Los Claretianos nos habían permitido ocupar un amplio terreno deportivo, dormíamos en el suelo, saboreábamos aquellas enormes y sabrosas sandías, que solo allí he encontrado. Añado que era durante el ferragosto romano. Cruzábamos el Foro con el mismo asombro que lo pudieron hacer Pedro y Pablo, recé en Sta María la Mayor y en la cárcel Mamertina.

En llegando a casa constaté que aquella vocación transitoria que había vivido y ya acabado, a la cual le había sido fiel, me había permitido dar unos pasitos adelante, por el camino de la santidad. Esta constatación alentaba mi espíritu y fortalecía mi Esperanza.

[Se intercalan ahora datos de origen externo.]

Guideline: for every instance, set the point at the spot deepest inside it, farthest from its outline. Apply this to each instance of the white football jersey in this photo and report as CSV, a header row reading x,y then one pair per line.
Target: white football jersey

He contado estas reflexiones porque pienso yo que hoy en día se abusa de la palabra peregrinación. He vuelto varias veces a Roma. Creo que se ha tratado, en algunos casos, de viajes religiosos, muy respetables, muy útiles, muy bonitos, hasta muy originales (me robaron una vez en la misma Vía Véneto) pero no han sido peregrinaciones. A Jerusalén, donde tantas veces he ido, reconozco que he gozado siempre de la vocación de peregrino, en Compostela también. Con la misma convicción que lo digo afirmo que lo que muchas veces se etiqueta de peregrinación, son simples viajes religiosos, de perfecta y burgués organización, factor este que priva al fiel cristiano de la experiencia y felicidad que proporciona la condición de peregrino. Que no impide, muy al contrario, refuerza la vocación matrimonial, la de consagración religiosa, la sacerdotal. Ramas todas ellas que convergen en la vocación universal a la santidad, a la que todos estamos llamados.